Hindy’s bright smile, sunny personality and cheery little gifts and notes she distributed daily lifted the spirits of any person she came across.
“She always had a smile on her face,” said Mrs. Spira, who also worked with her sister-in-law in Bais Yaakov. “Whatever was happening in her life no one would have known. She always came to school with a smile.”
Hindy was supremely devoted to the welfare of both her students and the teachers who staffed the afterschool program.
“She cared that the food for the students should be fresh and the kids should like it,” Mrs. Spira said. “She made sure that the after-school teachers should have snacks, since they were usually seminary students who came straight from school. She would attach a cheery note — ‘hi, just letting you know I’m thinking of you!’”
Hindy’s co-teacher, and supervisor of the after-school program, Bassheva Alpert, recently started a program to incentivize children to answer Amein or not to speak lashon hara as a zechus for her comatose daughter, Chaya Malka bas Bassheva. Hindy frequently helped her out, both on the school work and in the program. She would give out the prizes, announce the winners and speak on the hotline.
“‘I would do anything for Malky,’ she would say. She did all this for her, even though I know that deep down it was hard for her,” according to Mrs. Spira.
Mrs. Spira said that all the dozens of nieces and nephews were crying over Hindy’s tragic passing that she was like their only aunt. She bought special chasunah and baby gifts for her married nieces and nephews, and loved coming over to see their newborn babies.
Hindy, the youngest of nine children, was conscientious about her private avodah, not missing a day of her seder learning with her parents hilchos tznius, lashon hara and Shabbos. For two summers she went to Camp Orach Chaim, founded by Rabbi Yaakov Bleich in Ukraine, to help young women acclimate to a Torah lifestyle. She kept up with her campers for years afterward.
“She was a good friend, she was a good sister, she had so many facets to her life. … She was nice and loving to everybody. A lechtige girl,” Mrs. Spira said. “She was, really, an overachiever and someone who touched all the bases.”
Reizy Morgenstern was remembered by her mother on Tuesday as a girl who was “all heart,” someone who had extraordinary talents but “didn’t have an ounce of gaavah.”
“Where does one begin?” Mrs. Morgenstern told Hamodia. “Think of a Yiddishe girl who had tznius, exemplary, exemplary middos — I don’t think there was ever a person who had anything [bad] to do with her, from teachers to friends.”
Reizy studied in Bais Brocho elementary and Tomer Devorah high school before embarking on a special education teaching career, in Tiferes Miriam, about two years ago.

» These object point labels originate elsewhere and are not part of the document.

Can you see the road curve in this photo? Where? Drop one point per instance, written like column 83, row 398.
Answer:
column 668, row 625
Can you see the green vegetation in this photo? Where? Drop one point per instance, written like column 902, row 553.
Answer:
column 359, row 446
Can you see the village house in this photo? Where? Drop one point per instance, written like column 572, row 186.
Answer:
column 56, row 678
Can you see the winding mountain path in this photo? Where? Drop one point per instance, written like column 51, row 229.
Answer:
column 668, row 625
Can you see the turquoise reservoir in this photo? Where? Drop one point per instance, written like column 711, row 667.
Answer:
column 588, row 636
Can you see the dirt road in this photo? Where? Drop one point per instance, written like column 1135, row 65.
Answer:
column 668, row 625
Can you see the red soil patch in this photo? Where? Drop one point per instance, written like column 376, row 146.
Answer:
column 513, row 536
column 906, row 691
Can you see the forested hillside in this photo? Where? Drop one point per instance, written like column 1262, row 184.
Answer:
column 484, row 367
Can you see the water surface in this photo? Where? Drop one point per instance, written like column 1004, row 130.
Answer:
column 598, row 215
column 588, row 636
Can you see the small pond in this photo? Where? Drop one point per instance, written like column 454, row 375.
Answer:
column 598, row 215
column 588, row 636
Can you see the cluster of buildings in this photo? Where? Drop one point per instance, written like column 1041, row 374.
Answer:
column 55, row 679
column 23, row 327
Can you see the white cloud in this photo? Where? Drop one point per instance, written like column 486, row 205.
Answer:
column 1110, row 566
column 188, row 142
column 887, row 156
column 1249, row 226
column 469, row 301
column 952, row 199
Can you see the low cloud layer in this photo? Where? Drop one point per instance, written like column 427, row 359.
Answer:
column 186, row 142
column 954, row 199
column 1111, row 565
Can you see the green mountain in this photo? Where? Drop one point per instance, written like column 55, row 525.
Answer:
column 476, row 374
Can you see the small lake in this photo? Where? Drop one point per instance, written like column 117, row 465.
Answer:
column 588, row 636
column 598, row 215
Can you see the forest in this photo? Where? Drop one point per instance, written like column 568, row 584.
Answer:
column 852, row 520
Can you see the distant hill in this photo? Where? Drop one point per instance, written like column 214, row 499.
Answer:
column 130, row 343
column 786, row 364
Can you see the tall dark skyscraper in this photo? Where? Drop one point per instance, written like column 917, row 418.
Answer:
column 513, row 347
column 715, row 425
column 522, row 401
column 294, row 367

“She was all heart, into chessed and caring,” her mother said. “She had such care for [her class]; she tried to be there for them. It was unbelievable, because I was afraid that she wouldn’t control [the class] because she was so eidel. But in a loving, firm way [she did]. She was so well-liked that the students went crazy over her — from letters to notes [sent to her]. They never wanted to do anything if Teacher Reizy wasn’t also involved.”
An “extremely talented” girl, Mrs. Morgenstern said, Reizy set up a music studio, with which she would go around to camps and sing and perform for them.
“She had a sweetness about her; [she was] very pleasant to be around, I could tell you as her parent — never in her life did we have a hardship, never a lack of kibbud av v’em, always agreeing, with such respect for the grandparents.”
“She was a flower. She was a special, special flower,” Mrs. Morgenstern says. “These were a group of really chashuve, quality girls.”